Recordings from dissociated LNvs expressing GCaMP1.6 were carried out as in Dahdal et al. (2010). Briefly, 30–60 larval brains were dissociated by treatment with 2 units/ml Dispase II and manual trituration. GCaMP fluorescence from individual neurons was imaged on an inverted epifluorescence microscope (TE2000U, Nikon) via a standard GFP filter set. Cells were continuously superfused at 2 ml/min

with standard saline (128 mM NaCl, 2 mM KCl, 4 mM MgCl2, 1.8 mM CaCl2, 36 mM sucrose, and 5 mM HEPES [pH 7.1]), to which compounds were added as indicated. For low-chloride experiments, standard saline was modified to reduce Cl− Gemcitabine order to 13.6 mM by replacement of NaCl with sodium gluconate. For locomotor activity experiments, adults were entrained to 12:12 LD cycles at 25°C for at least 3 days before transfer to DD. Locomotor activity was recorded

by using the DAM system (TriKinetics). We used χ2 analysis in ClockLab (Actimetrics) to derive a power and significance for each rhythm over 10 days in DD. We subtracted the significance score from the power to calculate the strength of each rhythm (presented as “power” in Results).
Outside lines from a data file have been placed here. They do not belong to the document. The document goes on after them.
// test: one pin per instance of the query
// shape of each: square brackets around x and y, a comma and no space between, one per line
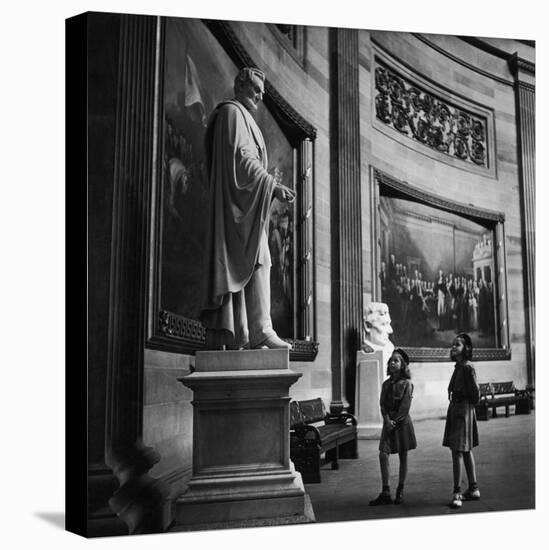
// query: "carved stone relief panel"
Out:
[455,130]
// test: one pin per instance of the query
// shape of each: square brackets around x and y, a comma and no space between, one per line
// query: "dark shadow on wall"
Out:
[57,519]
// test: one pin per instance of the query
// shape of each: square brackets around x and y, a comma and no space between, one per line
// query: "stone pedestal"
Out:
[241,457]
[370,373]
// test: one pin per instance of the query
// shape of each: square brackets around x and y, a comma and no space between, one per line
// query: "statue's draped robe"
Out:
[241,190]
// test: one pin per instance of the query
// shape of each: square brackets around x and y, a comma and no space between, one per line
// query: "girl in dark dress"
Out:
[460,432]
[397,435]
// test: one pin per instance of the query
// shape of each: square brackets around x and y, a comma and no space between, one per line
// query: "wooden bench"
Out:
[501,394]
[314,432]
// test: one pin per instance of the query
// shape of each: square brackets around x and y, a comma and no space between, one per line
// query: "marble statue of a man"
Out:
[376,324]
[236,307]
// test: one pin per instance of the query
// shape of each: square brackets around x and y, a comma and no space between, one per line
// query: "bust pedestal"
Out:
[241,458]
[370,373]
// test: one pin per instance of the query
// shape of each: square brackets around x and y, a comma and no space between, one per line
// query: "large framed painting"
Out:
[440,268]
[198,62]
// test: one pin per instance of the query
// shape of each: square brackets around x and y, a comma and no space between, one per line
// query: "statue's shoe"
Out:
[273,342]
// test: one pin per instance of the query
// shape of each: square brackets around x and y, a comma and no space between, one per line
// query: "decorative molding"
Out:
[180,334]
[303,350]
[294,125]
[189,330]
[435,355]
[408,108]
[518,64]
[467,210]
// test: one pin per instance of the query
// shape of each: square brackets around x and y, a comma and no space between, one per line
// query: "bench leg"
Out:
[331,456]
[522,406]
[482,411]
[349,449]
[307,463]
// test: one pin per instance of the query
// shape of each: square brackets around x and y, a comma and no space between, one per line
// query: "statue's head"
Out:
[377,323]
[249,87]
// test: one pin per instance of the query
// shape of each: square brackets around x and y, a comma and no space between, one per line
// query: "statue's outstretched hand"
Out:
[283,193]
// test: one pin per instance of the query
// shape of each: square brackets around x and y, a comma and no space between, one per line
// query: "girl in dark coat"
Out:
[460,432]
[397,435]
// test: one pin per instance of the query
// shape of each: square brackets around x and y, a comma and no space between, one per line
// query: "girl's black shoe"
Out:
[382,498]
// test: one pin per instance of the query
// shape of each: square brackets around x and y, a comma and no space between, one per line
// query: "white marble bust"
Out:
[376,324]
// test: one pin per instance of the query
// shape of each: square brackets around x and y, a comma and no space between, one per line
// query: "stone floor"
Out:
[505,468]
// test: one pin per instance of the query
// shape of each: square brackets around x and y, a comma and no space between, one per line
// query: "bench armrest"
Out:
[307,434]
[340,418]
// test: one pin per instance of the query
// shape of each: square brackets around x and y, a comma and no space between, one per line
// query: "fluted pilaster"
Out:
[525,97]
[345,218]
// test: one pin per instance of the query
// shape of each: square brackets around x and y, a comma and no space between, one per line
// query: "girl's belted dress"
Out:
[395,401]
[461,432]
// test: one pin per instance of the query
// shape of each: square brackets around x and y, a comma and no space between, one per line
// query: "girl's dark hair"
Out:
[468,343]
[404,363]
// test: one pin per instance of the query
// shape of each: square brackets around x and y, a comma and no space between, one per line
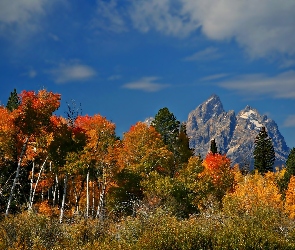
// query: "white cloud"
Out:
[146,84]
[214,77]
[114,77]
[207,54]
[278,86]
[165,16]
[290,121]
[72,72]
[19,18]
[263,28]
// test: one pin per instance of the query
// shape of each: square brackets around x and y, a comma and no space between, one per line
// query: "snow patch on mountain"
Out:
[234,134]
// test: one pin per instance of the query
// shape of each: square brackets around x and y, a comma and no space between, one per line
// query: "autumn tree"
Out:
[264,154]
[190,187]
[13,101]
[217,167]
[253,194]
[31,119]
[142,151]
[213,147]
[290,198]
[100,138]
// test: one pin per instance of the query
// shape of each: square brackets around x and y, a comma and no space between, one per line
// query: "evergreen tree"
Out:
[167,126]
[185,152]
[173,135]
[13,101]
[264,154]
[290,163]
[213,147]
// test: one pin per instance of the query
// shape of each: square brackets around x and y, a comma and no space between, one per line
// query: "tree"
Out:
[167,126]
[213,147]
[31,118]
[290,198]
[290,163]
[264,154]
[142,152]
[217,167]
[255,192]
[174,136]
[13,101]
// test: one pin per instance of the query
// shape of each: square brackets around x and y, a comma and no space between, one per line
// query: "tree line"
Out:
[76,167]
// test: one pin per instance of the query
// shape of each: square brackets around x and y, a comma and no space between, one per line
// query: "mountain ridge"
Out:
[234,134]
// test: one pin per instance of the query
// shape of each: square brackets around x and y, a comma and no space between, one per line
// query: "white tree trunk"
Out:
[54,191]
[17,175]
[100,206]
[63,199]
[93,199]
[31,188]
[87,195]
[39,175]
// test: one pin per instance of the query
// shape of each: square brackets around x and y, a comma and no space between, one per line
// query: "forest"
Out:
[69,182]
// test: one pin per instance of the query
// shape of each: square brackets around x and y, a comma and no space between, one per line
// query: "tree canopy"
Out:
[264,154]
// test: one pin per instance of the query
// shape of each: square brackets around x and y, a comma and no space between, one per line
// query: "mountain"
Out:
[234,134]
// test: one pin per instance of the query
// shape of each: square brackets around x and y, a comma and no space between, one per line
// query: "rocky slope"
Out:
[234,134]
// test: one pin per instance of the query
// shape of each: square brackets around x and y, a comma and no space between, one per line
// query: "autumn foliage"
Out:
[82,187]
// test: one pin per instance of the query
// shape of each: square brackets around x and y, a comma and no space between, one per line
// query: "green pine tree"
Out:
[290,163]
[264,154]
[13,101]
[185,152]
[174,136]
[167,126]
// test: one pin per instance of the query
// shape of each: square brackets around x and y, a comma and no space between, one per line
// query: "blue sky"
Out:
[127,59]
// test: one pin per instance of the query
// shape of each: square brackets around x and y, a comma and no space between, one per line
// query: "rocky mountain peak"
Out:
[234,134]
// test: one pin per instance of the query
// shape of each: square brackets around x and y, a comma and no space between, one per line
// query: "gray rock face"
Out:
[234,134]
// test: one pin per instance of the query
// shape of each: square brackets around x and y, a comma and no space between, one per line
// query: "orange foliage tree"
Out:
[142,152]
[31,119]
[290,198]
[217,167]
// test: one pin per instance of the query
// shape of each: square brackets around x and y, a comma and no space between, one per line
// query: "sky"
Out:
[126,59]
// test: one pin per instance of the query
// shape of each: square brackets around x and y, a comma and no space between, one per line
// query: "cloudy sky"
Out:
[127,59]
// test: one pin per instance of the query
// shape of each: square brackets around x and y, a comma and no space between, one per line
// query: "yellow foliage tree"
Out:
[290,198]
[253,193]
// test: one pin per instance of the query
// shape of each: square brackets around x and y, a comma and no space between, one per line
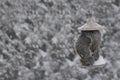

Using this analysis, we found that control lines have average powers ranging from ∼270–580 (“rhythmic,” see Table 1), whereas classical clock mutants (per01, ClkJrk, and Clkar) have powers from 10–40 (“arrhythmic”). Pdf > dORKΔC flies, previously described as ∼70% arrhythmic / 30% find more weakly rhythmic ( Nitabach et al., 2002 and Wu et al., 2008), have an average power of 91, establishing a baseline for the effect of manipulations of electrical excitability. All statistical comparisons were many made by ANOVA. We are very grateful to the following for their generous gifts of antibodies and flies: Ravi Allada, Patrick Emery, Paul Hardin, Rob Jackson, Michael Nitabach, Jae Park, Marie-Laure Parmentier, Michael Rosbash, Amita Sehgal, and Mike Young. Additional fly stocks were obtained from the Vienna

Drosophila RNAi and Bloomington Stock centers, and PDF antisera were obtained from the DSHB. We also thank Afroditi Petsakou for advice on qPCR and Ravi Allada, Matthieu Cavey, Claude Desplan, Bambos Kyriacou, and Afroditi Petsakou for helpful comments on the manuscript. B.C. was supported by The Robert Leet and Clara Guthrie Patterson Trust Postdoctoral Fellowship, Bank of America, Trustee. E.A.K. was supported by a Dean’s Undergraduate Research Fellowship from NYU. This investigation was conducted in a facility constructed with support from Research Facilities Improvement Grant Number C06 RR-15518-01 from the National Center for Research Resources, National Institutes of Health (NIH). Confocal microscopy was performed in the NYU Center for Genomics and Systems Biology Core Facility. This work was supported by NIH grants NS030808 (M.H.A.) and GM063911 (J.B.).